In qualitative thematic analysis, two raters are invited to code the qualitative data into various themes. How can I calculate the inter-rater reliability, and should the calculation be built-in in the process of coding?
The inter-rater reliability (IRR) is easy to calculate for qualitative research but you must outline your underlying assumptions for doing it. You should give a little bit more detail to the type of qualitative methodology you are following and why you are using IRR. According to some disciplines, schools of thought, IRR is unnecessary as the researchers themselves bring varied but valid perspectives to identify unique codes and themes in the data.
Here are some questions you should ask yourself,
1) Am I looking for generalizability of the findings beyond the sample to an entire population? (often not recommended, but if so desired it requires large sample sizes)
2) Am I looking to generalize beyond the raters to make a statement about how they interact with this specific subject? (for identifying latent traits contributing to some phenomenon or another)
3) Am I doing this because a journal/supervisor is asking for it regardless if it is helpful?
Once you have figured out the answers to these questions then you can start to choose which approach best answers your research questions from those currently in use.
Here is a link on that outlines general idea behind IRR and provides info along with additional resources on calculating the most notables, percent agreement, Holsti's method, Scott's pi (p), Cohen's kappa (k), and Krippendorff's alpha (a),
Thank you Mr. Chan for asking this question. I too have interviews coded in NVivo and realized the inter-relater reliability among the three coders is not a straight forward operation. One of the coders was at a quals training and clarified with them that it could not be simply run in NVivo for the three coders.
Robert Rivers questions are helpful and I am going to the link to read some more...best wishes on your research!
I agree that three coders is not a straight forward operation, but I am still puzzled by two coders issue.
Robert's link is really helpful. I try to respond to Robert's question here,
1) I use inter-rating for my coding because I want to increase trustworthiness, not so much to generate it. I tend to agree with the argument that IRR is easy to calculate and should be clear about the underlying assumptions. Why do you do it? If it is for generalizability, then it may be seen as a weak attempt to make a qualitative study achieve that. Qualitative study is not known for its power and purpose for that. Given you small sample size, it is even more difficult;
2) the context of my study is a qualitative research by means of focus group with 30 couples, four men groups and four women groups respectively. Two raters were invited to code the qualitative data, about gender intimacy, into various themes;
3) I am doing this for academic publication purpose, I have faced critiques from the reviewers about lacked of IRR in the manuscript.
I am studying your link but hope to have further advice.
I have done thematic analysis of focus group data but the reviewer of my article asked me that why I have not used kappa for inter-rater reliability, although the themes were verified by the subject specialists too. Kindly help me with the reference that how i can defend this objection.

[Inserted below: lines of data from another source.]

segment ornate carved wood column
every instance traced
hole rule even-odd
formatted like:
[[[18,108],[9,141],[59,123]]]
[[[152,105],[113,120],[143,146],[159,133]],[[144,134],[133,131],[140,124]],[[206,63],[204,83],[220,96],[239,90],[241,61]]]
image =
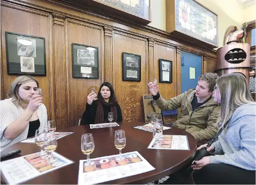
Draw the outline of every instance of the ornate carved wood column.
[[[53,61],[51,65],[51,112],[56,121],[57,128],[67,128],[68,125],[68,94],[67,83],[68,67],[66,62],[66,42],[65,35],[65,16],[52,13]]]
[[[105,82],[114,86],[114,70],[113,66],[113,29],[104,26],[105,39]]]
[[[177,62],[177,73],[176,73],[176,96],[182,93],[182,69],[180,67],[180,51],[181,48],[179,47],[176,48],[176,61]]]

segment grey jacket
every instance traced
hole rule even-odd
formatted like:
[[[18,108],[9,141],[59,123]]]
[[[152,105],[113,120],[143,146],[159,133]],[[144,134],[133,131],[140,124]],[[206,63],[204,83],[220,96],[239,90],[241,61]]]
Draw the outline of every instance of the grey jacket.
[[[210,163],[224,163],[248,170],[255,170],[256,103],[239,107],[228,125],[213,143]]]

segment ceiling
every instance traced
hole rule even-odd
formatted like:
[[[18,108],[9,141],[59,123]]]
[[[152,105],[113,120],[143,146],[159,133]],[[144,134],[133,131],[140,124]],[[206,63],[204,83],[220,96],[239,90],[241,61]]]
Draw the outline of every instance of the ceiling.
[[[255,0],[237,0],[244,7],[247,7],[250,4],[255,3]]]

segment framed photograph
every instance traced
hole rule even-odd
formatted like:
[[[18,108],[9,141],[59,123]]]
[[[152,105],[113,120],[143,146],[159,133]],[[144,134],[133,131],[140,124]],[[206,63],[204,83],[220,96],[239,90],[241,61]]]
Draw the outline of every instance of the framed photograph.
[[[45,39],[5,32],[8,75],[46,76]]]
[[[159,59],[159,82],[173,82],[173,61]]]
[[[140,55],[122,53],[123,81],[140,82]]]
[[[73,78],[99,79],[99,48],[72,43]]]

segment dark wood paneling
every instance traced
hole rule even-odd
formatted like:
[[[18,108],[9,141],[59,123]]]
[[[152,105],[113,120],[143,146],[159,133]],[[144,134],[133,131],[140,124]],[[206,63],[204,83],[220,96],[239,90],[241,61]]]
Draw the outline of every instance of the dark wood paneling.
[[[155,75],[159,82],[159,58],[173,61],[173,83],[158,83],[159,92],[165,99],[176,96],[176,83],[177,65],[175,60],[175,48],[159,42],[155,43]],[[153,79],[152,79],[153,80]]]
[[[142,95],[147,88],[148,42],[131,35],[114,32],[113,35],[114,88],[123,114],[124,121],[144,121]],[[122,80],[122,53],[141,56],[141,81]]]
[[[35,10],[23,8],[23,10],[1,6],[2,32],[2,99],[6,98],[12,82],[17,75],[7,75],[6,62],[6,47],[5,31],[10,31],[45,38],[46,76],[36,76],[40,88],[43,89],[43,102],[47,109],[48,116],[50,115],[51,100],[50,97],[50,24],[51,15]],[[4,16],[3,16],[4,15]]]
[[[180,50],[205,57],[204,72],[213,71],[215,51],[188,45],[169,33],[150,26],[117,21],[91,11],[58,6],[48,1],[2,1],[1,100],[17,76],[7,75],[6,31],[46,39],[46,76],[36,77],[43,89],[43,102],[49,119],[58,128],[74,126],[85,109],[91,87],[97,91],[103,82],[115,89],[126,121],[143,121],[142,96],[149,93],[147,84],[158,79],[159,58],[171,60],[173,83],[160,83],[165,98],[181,92]],[[4,16],[3,16],[4,15]],[[99,79],[72,78],[72,43],[98,47]],[[140,82],[122,80],[122,52],[141,55]],[[0,57],[1,57],[0,56]]]
[[[214,73],[216,67],[216,58],[209,58],[206,56],[203,56],[203,73]]]
[[[54,88],[51,91],[54,97],[53,117],[58,128],[65,128],[68,123],[67,86],[65,35],[65,17],[54,14],[54,33],[52,39]]]
[[[68,114],[69,121],[67,126],[74,126],[77,118],[81,117],[85,110],[87,96],[90,91],[90,87],[96,87],[97,92],[101,84],[103,69],[102,42],[104,37],[102,27],[85,24],[82,22],[68,20],[67,22],[68,47]],[[72,43],[77,43],[99,47],[99,79],[85,79],[72,78]]]

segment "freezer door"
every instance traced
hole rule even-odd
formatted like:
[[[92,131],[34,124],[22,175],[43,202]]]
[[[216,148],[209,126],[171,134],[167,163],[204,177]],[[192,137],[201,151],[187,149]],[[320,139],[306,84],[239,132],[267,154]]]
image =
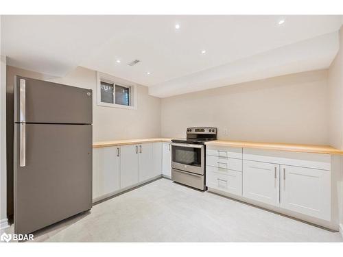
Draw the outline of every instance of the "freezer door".
[[[92,125],[14,124],[15,232],[91,206]]]
[[[15,76],[14,122],[92,123],[92,90]]]

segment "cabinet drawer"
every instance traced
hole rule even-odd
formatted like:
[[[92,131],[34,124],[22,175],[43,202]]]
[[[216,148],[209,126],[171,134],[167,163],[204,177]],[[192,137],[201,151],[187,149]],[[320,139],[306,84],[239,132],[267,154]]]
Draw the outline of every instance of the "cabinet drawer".
[[[206,167],[206,186],[231,194],[241,195],[241,172]]]
[[[233,169],[241,171],[241,160],[232,158],[223,158],[217,156],[206,156],[206,164],[217,168]]]
[[[242,158],[242,149],[237,147],[219,147],[211,148],[208,147],[206,150],[207,156],[225,157],[225,158],[235,158],[237,159]]]

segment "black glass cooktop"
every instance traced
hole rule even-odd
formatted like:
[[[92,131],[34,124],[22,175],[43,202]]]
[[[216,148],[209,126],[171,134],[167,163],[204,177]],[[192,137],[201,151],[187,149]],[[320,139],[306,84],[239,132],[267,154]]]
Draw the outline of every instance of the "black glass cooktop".
[[[172,142],[174,143],[183,143],[185,144],[196,144],[196,145],[204,145],[205,142],[213,141],[216,139],[213,138],[176,138],[172,139]]]

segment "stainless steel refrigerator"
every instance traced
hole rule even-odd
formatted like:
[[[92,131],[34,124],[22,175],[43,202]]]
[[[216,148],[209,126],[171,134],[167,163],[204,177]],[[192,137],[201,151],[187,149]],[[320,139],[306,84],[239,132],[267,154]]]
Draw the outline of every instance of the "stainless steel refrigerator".
[[[27,234],[92,207],[92,90],[14,77],[14,223]]]

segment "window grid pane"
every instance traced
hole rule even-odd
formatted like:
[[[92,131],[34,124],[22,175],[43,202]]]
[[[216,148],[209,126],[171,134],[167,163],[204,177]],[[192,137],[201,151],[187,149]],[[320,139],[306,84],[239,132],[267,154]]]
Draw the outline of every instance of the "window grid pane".
[[[130,106],[130,88],[115,85],[115,103]]]
[[[115,85],[104,82],[100,82],[100,97],[103,103],[114,103],[113,90]]]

I know it's a little bit late to answer your question, but I'm sure many researchers are looking for an answer for the same question. Here is my recent paper that I hope it can directly answer your question. It also suggests an approach to calculate intercoder reliability:
Nili, A., Tate, M., & Barros, A. (2017). A Critical Analysis of Inter-Coder Reliability Methods in Information Systems Research. Australasian Conference on Information Systems, Hobart, Australia.
The title of the paper includes the words "information systems", but actually the paper is very relevant for most business, management and other relevant fields in social sciences. We are using it for various projects here in Australia.
Cohen's kappa can be used for inter rater reliability in thematic and content analysis for two raters. Here is an online tool to calculate it: http://vassarstats.net/kappa.html
For more than two raters Fleiss' kappa can be used.
In any qualitative method one needs to consider the rationale for using a statistical analysis to determine reliability. Does it fit with the underlying epistemological approach? For thematic analysis is would because TA is atheoretical and probably closest to a critical realist epistemology. More problematic with IPA, grounded theory, discourse analysis, situational analysis and others.